In the Philippines, the acquisition of a subdivided lot is often the culmination of years of labor and saving. Recognizing the inherent imbalance of power between large-scale developers and individual buyers, the Philippine legal system has established a robust framework to safeguard the latter’s interests. The primary shield for buyers is Presidential Decree No. 957 (PD 957), also known as the Subdivision and Condominium Buyers' Protective Decree, complemented by Republic Act No. 6552 or the Maceda Law.
1. The Prerequisite: License to Sell (LTS)

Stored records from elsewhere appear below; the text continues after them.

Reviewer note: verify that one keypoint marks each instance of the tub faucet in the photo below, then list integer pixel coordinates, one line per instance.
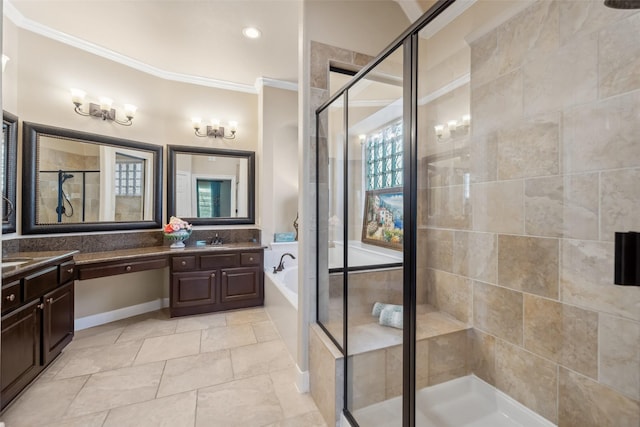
(280, 266)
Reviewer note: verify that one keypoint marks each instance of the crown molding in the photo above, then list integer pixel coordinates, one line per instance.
(27, 24)
(278, 84)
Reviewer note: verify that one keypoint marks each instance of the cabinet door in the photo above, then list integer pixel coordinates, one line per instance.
(193, 289)
(58, 322)
(20, 356)
(241, 284)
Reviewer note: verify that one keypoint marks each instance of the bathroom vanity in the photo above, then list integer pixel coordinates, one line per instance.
(37, 316)
(206, 282)
(202, 279)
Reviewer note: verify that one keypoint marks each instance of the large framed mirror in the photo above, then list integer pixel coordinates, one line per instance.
(8, 171)
(208, 186)
(75, 181)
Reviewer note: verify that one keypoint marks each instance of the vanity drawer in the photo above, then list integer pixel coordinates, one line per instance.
(38, 284)
(218, 260)
(11, 297)
(183, 263)
(112, 269)
(251, 258)
(67, 271)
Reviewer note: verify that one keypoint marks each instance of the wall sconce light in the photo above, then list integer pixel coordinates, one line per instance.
(439, 130)
(214, 130)
(102, 110)
(454, 127)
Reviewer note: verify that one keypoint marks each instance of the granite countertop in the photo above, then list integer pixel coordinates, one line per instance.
(30, 261)
(123, 254)
(33, 260)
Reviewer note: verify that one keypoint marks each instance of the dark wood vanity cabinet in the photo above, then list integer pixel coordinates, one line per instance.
(203, 283)
(37, 323)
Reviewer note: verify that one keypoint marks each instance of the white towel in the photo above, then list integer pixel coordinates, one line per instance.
(378, 307)
(391, 316)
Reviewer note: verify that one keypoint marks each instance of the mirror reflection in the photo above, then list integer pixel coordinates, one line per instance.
(208, 186)
(8, 164)
(88, 180)
(84, 182)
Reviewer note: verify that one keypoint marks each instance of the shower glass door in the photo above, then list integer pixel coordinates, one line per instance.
(374, 243)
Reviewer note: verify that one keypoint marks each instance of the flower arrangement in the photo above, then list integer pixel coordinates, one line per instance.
(177, 231)
(176, 224)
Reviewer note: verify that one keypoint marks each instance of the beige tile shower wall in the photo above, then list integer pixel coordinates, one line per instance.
(554, 163)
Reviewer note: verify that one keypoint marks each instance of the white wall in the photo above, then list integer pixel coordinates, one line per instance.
(36, 89)
(279, 155)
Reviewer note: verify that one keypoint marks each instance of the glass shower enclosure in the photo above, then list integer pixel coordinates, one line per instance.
(470, 181)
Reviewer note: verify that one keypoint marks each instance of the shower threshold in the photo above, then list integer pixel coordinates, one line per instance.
(464, 402)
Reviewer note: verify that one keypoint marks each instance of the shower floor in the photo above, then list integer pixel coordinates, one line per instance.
(463, 402)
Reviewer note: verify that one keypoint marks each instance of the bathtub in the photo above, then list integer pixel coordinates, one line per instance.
(361, 254)
(281, 293)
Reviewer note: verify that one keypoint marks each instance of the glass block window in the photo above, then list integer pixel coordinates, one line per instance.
(383, 158)
(129, 175)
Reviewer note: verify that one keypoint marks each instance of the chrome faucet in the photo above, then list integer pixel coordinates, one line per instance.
(280, 266)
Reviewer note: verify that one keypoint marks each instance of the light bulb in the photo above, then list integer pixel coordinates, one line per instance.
(130, 110)
(105, 103)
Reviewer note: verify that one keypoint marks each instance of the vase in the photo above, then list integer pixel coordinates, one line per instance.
(178, 238)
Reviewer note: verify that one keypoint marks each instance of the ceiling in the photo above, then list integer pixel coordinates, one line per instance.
(203, 38)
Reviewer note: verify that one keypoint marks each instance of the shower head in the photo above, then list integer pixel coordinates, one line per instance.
(622, 4)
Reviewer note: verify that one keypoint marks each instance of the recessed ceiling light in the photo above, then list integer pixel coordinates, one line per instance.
(251, 32)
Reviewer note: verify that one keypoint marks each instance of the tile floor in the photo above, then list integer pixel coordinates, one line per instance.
(224, 369)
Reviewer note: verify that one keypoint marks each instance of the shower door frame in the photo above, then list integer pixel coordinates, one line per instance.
(408, 41)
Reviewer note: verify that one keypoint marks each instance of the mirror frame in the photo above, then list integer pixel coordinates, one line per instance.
(31, 131)
(174, 150)
(11, 168)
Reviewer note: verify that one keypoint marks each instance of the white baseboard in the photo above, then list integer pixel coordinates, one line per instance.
(343, 421)
(121, 313)
(302, 380)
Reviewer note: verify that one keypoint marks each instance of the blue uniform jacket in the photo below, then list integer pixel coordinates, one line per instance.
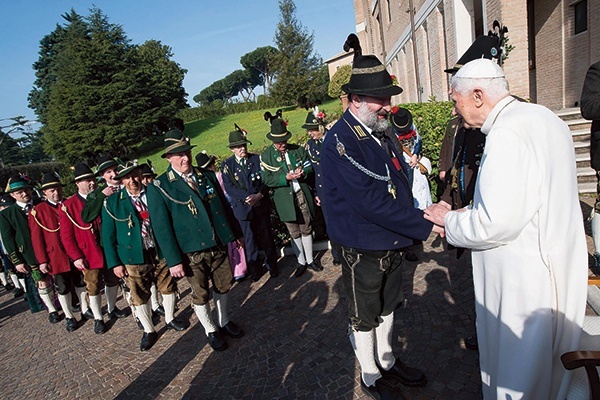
(239, 184)
(361, 210)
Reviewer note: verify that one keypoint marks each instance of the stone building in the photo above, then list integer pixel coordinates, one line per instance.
(553, 43)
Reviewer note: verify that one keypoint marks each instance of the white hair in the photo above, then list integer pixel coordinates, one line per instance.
(481, 74)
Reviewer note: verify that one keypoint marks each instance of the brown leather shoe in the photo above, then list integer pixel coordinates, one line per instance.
(400, 373)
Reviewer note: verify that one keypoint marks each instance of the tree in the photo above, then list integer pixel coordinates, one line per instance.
(261, 61)
(96, 92)
(296, 64)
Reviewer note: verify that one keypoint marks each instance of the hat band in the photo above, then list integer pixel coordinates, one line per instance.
(176, 145)
(368, 70)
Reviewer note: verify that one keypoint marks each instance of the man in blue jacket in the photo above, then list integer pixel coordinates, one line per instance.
(370, 214)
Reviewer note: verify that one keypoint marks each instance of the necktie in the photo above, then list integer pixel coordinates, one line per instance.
(190, 181)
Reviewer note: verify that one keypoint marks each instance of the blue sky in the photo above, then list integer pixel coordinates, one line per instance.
(207, 37)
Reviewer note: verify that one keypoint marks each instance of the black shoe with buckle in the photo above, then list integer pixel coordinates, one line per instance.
(99, 326)
(300, 269)
(71, 324)
(148, 340)
(231, 329)
(216, 341)
(177, 325)
(160, 310)
(471, 343)
(53, 317)
(116, 313)
(400, 373)
(381, 390)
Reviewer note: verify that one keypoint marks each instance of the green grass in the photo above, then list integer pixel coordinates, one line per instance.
(212, 134)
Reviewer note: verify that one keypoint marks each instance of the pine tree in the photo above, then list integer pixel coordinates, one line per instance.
(297, 67)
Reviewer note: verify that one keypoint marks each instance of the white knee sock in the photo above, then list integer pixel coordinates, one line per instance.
(65, 303)
(15, 279)
(383, 336)
(595, 223)
(307, 244)
(111, 297)
(298, 250)
(169, 306)
(203, 314)
(144, 314)
(221, 304)
(363, 344)
(82, 296)
(96, 306)
(154, 297)
(47, 296)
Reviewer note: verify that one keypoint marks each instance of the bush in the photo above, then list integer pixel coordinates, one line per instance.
(341, 77)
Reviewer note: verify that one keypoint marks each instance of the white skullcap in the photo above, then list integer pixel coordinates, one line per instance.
(480, 68)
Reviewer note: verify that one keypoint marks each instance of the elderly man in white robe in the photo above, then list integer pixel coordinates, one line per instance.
(525, 227)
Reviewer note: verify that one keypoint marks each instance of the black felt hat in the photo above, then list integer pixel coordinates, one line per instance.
(105, 162)
(203, 160)
(369, 76)
(483, 47)
(82, 171)
(176, 142)
(49, 180)
(401, 119)
(17, 182)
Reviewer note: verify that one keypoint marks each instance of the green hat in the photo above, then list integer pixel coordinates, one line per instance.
(105, 162)
(238, 137)
(279, 132)
(312, 123)
(369, 76)
(125, 168)
(17, 182)
(82, 171)
(49, 180)
(175, 142)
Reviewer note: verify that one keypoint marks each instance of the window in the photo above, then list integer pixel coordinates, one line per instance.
(580, 10)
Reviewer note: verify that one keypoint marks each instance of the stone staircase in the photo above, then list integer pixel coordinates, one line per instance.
(580, 129)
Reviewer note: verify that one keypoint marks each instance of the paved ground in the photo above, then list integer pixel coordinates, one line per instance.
(295, 345)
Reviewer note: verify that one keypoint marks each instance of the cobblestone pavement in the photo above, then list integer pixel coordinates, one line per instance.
(295, 345)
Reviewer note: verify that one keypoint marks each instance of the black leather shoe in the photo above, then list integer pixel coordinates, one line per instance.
(231, 329)
(410, 255)
(274, 271)
(88, 314)
(53, 317)
(381, 390)
(400, 373)
(177, 324)
(116, 313)
(148, 340)
(300, 269)
(71, 324)
(471, 343)
(99, 326)
(216, 341)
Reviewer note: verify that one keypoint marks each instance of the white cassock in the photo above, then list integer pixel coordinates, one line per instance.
(529, 252)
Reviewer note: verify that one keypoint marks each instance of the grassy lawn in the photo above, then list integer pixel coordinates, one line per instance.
(212, 134)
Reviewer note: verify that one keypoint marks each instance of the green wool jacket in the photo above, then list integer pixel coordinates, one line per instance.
(186, 221)
(16, 236)
(121, 231)
(274, 169)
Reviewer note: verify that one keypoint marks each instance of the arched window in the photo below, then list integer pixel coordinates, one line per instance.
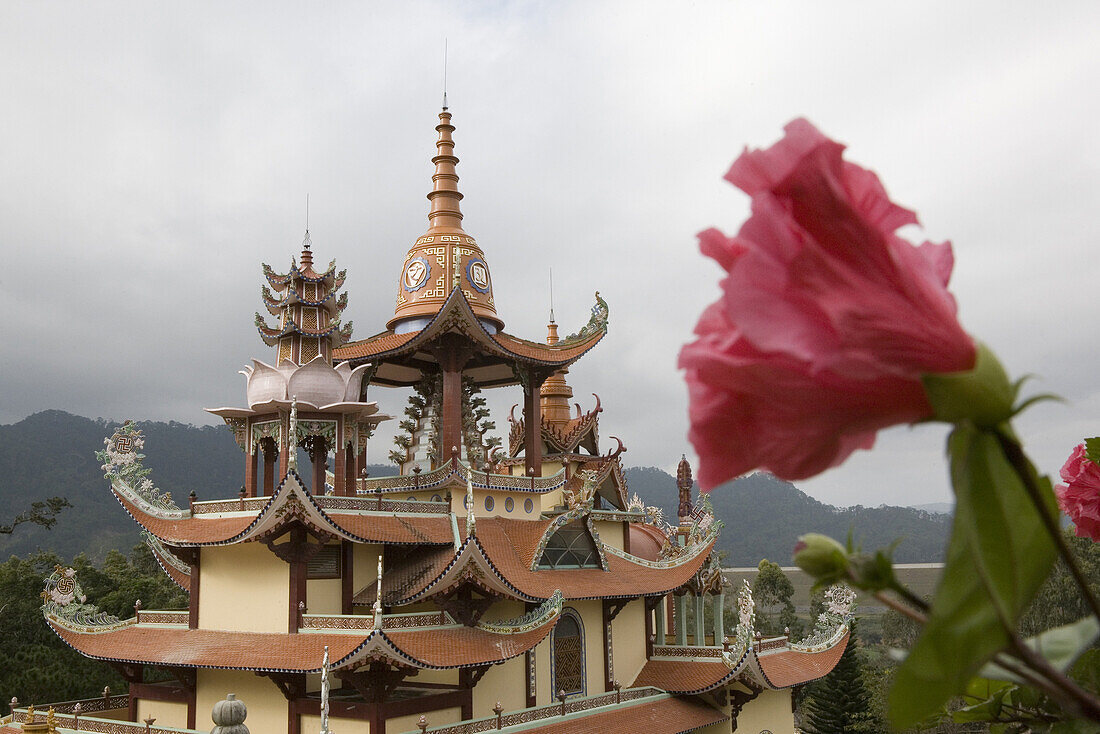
(567, 654)
(571, 546)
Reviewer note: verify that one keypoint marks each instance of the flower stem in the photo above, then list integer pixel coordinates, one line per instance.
(1015, 456)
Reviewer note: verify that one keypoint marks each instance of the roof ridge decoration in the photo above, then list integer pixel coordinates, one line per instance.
(596, 322)
(65, 603)
(580, 512)
(537, 617)
(833, 622)
(122, 467)
(165, 559)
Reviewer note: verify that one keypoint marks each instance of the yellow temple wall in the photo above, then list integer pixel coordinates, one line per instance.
(267, 709)
(311, 723)
(169, 713)
(505, 682)
(611, 533)
(550, 500)
(364, 560)
(244, 587)
(771, 710)
(402, 724)
(628, 642)
(325, 595)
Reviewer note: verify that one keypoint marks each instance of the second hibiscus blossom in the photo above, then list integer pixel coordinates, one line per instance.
(827, 319)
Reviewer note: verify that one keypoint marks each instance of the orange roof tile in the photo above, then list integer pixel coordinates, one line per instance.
(380, 343)
(683, 676)
(788, 668)
(452, 647)
(426, 647)
(670, 715)
(365, 527)
(211, 648)
(509, 546)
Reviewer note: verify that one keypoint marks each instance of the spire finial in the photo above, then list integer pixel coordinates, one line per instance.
(377, 598)
(444, 215)
(551, 294)
(444, 74)
(292, 441)
(471, 527)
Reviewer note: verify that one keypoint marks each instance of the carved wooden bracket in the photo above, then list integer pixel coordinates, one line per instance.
(461, 604)
(376, 680)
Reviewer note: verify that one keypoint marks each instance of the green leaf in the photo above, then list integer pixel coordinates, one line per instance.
(1092, 449)
(1086, 670)
(998, 557)
(1060, 646)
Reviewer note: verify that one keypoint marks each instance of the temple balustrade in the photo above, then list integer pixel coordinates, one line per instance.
(562, 709)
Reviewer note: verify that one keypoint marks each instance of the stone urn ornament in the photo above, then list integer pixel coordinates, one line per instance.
(229, 716)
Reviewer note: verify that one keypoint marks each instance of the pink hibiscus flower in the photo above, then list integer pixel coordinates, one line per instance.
(1079, 497)
(827, 319)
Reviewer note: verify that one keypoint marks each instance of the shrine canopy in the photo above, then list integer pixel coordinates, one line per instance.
(446, 318)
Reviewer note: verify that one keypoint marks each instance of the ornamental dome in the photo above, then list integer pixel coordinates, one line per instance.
(444, 258)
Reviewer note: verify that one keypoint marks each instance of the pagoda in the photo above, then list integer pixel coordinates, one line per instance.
(485, 587)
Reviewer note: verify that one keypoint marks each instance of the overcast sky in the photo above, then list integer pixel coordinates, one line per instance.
(154, 154)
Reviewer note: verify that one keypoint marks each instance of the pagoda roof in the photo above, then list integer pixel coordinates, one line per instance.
(241, 522)
(403, 359)
(787, 667)
(451, 646)
(177, 570)
(685, 676)
(582, 430)
(503, 557)
(663, 715)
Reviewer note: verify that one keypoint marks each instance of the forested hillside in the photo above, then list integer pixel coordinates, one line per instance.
(765, 517)
(53, 453)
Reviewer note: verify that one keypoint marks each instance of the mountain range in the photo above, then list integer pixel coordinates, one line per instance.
(53, 453)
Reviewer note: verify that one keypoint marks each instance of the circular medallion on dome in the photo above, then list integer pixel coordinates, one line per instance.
(416, 274)
(477, 274)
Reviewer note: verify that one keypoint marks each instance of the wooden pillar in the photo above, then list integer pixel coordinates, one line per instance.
(347, 576)
(286, 445)
(298, 566)
(452, 358)
(532, 427)
(251, 464)
(662, 624)
(271, 453)
(608, 652)
(651, 610)
(339, 459)
(351, 471)
(193, 609)
(681, 619)
(318, 456)
(718, 602)
(700, 635)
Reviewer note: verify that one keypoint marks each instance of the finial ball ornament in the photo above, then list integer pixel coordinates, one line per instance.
(229, 716)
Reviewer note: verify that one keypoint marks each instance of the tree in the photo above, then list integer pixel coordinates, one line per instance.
(41, 513)
(839, 703)
(772, 592)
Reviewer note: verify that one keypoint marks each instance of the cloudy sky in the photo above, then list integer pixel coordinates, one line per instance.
(153, 154)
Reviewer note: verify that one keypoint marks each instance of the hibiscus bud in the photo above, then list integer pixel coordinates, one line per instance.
(822, 557)
(982, 395)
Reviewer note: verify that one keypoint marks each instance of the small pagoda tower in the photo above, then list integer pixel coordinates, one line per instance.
(308, 308)
(332, 416)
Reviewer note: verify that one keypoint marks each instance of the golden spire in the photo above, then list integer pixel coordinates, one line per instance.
(444, 258)
(444, 216)
(556, 393)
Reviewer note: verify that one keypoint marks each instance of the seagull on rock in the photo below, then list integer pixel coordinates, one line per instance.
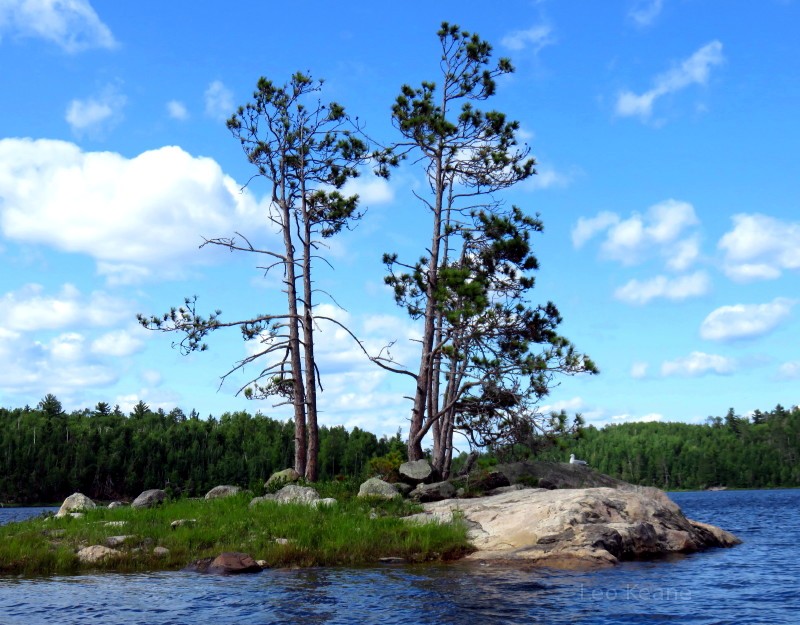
(574, 460)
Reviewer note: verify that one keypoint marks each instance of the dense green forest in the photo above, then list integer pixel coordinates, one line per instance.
(761, 451)
(47, 454)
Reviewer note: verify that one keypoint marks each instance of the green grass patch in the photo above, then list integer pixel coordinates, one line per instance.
(352, 532)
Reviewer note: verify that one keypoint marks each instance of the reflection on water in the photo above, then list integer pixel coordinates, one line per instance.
(753, 583)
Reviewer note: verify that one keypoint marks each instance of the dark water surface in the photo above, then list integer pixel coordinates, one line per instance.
(754, 583)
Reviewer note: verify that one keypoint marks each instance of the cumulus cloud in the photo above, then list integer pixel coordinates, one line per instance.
(697, 364)
(645, 12)
(789, 370)
(96, 114)
(745, 321)
(119, 343)
(370, 190)
(30, 309)
(177, 110)
(694, 70)
(662, 229)
(62, 365)
(135, 216)
(219, 101)
(760, 247)
(536, 37)
(71, 24)
(629, 418)
(662, 287)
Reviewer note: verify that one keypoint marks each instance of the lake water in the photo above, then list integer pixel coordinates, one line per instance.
(754, 583)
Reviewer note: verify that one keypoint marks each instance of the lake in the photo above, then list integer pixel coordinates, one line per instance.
(754, 583)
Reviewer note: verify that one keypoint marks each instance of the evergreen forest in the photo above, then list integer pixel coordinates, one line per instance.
(47, 454)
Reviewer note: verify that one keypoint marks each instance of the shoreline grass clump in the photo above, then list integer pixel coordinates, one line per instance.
(352, 532)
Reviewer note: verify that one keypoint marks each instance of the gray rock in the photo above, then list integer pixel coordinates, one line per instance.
(222, 491)
(417, 472)
(97, 553)
(433, 492)
(376, 487)
(291, 493)
(180, 522)
(149, 498)
(577, 527)
(328, 501)
(76, 502)
(117, 541)
(287, 476)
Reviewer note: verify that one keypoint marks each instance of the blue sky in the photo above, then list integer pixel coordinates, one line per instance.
(665, 132)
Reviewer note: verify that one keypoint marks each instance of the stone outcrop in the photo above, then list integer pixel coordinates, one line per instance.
(76, 502)
(227, 563)
(418, 472)
(219, 492)
(576, 528)
(97, 553)
(376, 487)
(149, 498)
(433, 492)
(287, 476)
(291, 493)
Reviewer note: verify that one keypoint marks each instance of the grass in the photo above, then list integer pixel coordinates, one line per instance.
(352, 532)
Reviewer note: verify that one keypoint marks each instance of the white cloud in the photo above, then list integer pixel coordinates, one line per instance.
(662, 230)
(62, 365)
(694, 70)
(96, 114)
(119, 343)
(177, 110)
(645, 12)
(547, 178)
(71, 24)
(639, 370)
(370, 191)
(697, 364)
(629, 418)
(536, 37)
(789, 370)
(745, 321)
(29, 309)
(219, 101)
(586, 228)
(134, 216)
(760, 247)
(674, 289)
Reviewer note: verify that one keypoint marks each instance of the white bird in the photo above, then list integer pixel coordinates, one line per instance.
(574, 460)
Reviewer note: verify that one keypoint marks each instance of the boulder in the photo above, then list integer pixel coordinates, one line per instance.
(233, 563)
(287, 476)
(577, 528)
(376, 487)
(117, 541)
(149, 498)
(552, 475)
(418, 472)
(291, 493)
(433, 492)
(75, 503)
(219, 492)
(97, 553)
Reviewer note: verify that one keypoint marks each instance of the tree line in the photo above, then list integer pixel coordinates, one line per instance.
(47, 454)
(759, 451)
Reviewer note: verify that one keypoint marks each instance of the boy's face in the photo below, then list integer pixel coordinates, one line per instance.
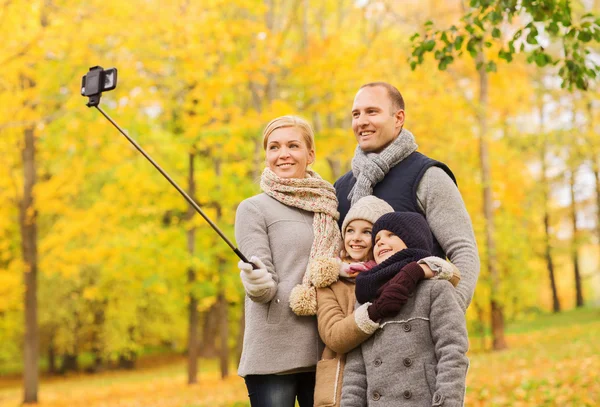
(357, 240)
(386, 244)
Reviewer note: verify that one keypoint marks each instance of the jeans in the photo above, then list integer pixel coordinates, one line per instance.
(281, 390)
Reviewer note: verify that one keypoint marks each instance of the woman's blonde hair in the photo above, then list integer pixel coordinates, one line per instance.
(290, 121)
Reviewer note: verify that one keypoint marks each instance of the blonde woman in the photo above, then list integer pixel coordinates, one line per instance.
(281, 230)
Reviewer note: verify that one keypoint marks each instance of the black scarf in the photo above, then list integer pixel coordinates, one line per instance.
(368, 282)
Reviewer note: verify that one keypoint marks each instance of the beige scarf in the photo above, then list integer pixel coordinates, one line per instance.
(316, 195)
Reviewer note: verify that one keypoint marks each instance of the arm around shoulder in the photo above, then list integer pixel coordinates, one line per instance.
(443, 206)
(451, 342)
(338, 329)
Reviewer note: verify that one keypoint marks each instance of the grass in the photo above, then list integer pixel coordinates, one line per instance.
(553, 360)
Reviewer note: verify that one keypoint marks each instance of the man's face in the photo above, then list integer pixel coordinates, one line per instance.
(374, 121)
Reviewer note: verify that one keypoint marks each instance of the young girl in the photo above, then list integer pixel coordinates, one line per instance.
(340, 328)
(418, 357)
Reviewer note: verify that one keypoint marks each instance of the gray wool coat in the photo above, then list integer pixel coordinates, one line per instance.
(417, 358)
(275, 339)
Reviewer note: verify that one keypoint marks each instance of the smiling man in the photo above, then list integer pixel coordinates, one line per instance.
(387, 165)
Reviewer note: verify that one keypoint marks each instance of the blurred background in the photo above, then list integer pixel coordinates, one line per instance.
(113, 292)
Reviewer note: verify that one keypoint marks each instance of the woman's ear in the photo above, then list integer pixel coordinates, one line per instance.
(311, 157)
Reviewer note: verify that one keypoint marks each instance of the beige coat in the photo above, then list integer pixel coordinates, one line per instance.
(341, 330)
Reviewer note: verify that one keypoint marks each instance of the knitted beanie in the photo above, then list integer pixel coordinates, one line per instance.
(369, 208)
(411, 227)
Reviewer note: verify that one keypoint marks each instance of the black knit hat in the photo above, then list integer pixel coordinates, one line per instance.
(411, 227)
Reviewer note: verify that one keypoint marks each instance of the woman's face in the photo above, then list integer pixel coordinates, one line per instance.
(357, 240)
(287, 153)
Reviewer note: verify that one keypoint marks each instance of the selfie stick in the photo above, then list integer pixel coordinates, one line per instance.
(181, 191)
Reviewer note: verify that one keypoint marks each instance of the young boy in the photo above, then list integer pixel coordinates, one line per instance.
(341, 328)
(417, 357)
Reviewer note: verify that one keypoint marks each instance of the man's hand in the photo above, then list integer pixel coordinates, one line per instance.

Before a developer can validly sell or even offer for sale any lot in a subdivision project, they must secure a Certificate of Registration and a License to Sell (LTS) from the Department of Human Settlements and Urban Development (DHSUD) (formerly the HLURB).
- Buyer’s Right: A buyer has the right to demand proof of the LTS.
- Consequence of Absence: Selling without an LTS is a criminal offense. While the contract remains valid to protect the buyer, the developer faces administrative fines and potential imprisonment.
2. Right Against Non-Forfeiture of Payments (Section 23, PD 957)
One of the most powerful provisions in Philippine real estate law is Section 23 of PD 957. This applies specifically when a developer fails to develop the project according to the approved plans or within the time limit.
- The Rule: If the developer defaults (e.g., stops construction or fails to deliver the lot on time), the buyer may:
- Desist from further payment: The buyer can stop paying monthly installments.
- Demand a full refund: The buyer is entitled to the total amount paid (including amortizations, interests, and even taxes) with legal interest, without any deductions.
- Notice Requirement: The buyer must notify the developer of their intention to stop payment due to the default.
3. Rights Under the Maceda Law (RA 6552)
While PD 957 covers developer defaults, the Maceda Law protects buyers who default on their installment payments after having paid at least two years of installments.
| Duration of Payments | Rights of the Buyer |
|---|---|
| At least 2 years paid | Grace Period: 1 month for every year of installments paid (used once every 5 years). |
| Cash Surrender Value: If the contract is cancelled, the buyer gets 50% of total payments + 5% per year after 5 years (up to 90% total). | |
| Less than 2 years paid | Grace Period: Not less than 60 days from the date the installment became due. |
| Cancellation: If unpaid after the grace period, the developer can cancel after 30 days of notice via notarial act. |
4. Delivery of Title and Facilities
Developers are legally obligated to deliver the Transfer Certificate of Title (TCT) to the buyer upon full payment.
- Registration Fees: Unless otherwise stipulated, the developer typically bears the expenses for the registration of the project. However, the buyer usually pays for the transfer taxes and registration fees for the individual title.
- Basic Facilities: The developer is mandated to complete the roads, drainage, water, and electrical systems as indicated in the approved subdivision plan. Failure to provide these constitutes a breach of contract and a violation of PD 957.
5. Protection Against Encumbrances
A common dispute arises when a developer mortgages the entire subdivision to a bank to finance construction.
- Required Clearance: Under Section 18 of PD 957, no mortgage on any unit or lot can be made by the developer without prior written approval from the DHSUD.
- Buyer's Protection: Even if the developer defaults on the bank loan, the bank cannot easily foreclose on a lot that has been fully paid for by a buyer, provided the buyer can prove the payments and the developer's failure to obtain DHSUD clearance.
6. Alterations and Homeowners' Associations
- Alterations: Developers cannot alter the approved subdivision plan (e.g., turning a park into more residential lots) without the written permission of the DHSUD and the consent of the Homeowners' Association (HOA) or the majority of the lot buyers.
- Real Estate Tax: Before the title is transferred to the buyer, the developer is responsible for paying the real estate taxes on the lot.
7. Legal Remedies and Jurisdictions
When disputes arise—whether regarding delays, refunds, or poor construction—the buyer should know where to seek redress:
- DHSUD (Administrative): The DHSUD has quasi-judicial powers. It is the primary body that hears cases involving developer defaults, refund claims, and violations of PD 957. Their proceedings are generally faster and less technical than regular courts.
- Office of the President: Decisions from the DHSUD Secretary can be appealed to the Office of the President.
- Regular Courts (Civil/Criminal): For claims of damages or criminal prosecution for estafa (if the developer sold the same lot twice or used fraudulent schemes), the Regional Trial Courts have jurisdiction.
Key Takeaway: A buyer’s strongest position is one of documentation. Always keep receipts, copies of the notarized Contract to Sell, and any marketing brochures, as these form part of the developer’s warranties. In the event of a developer’s failure to finish the project, the law is explicitly skewed in favor of the buyer’s right to a 100% refund.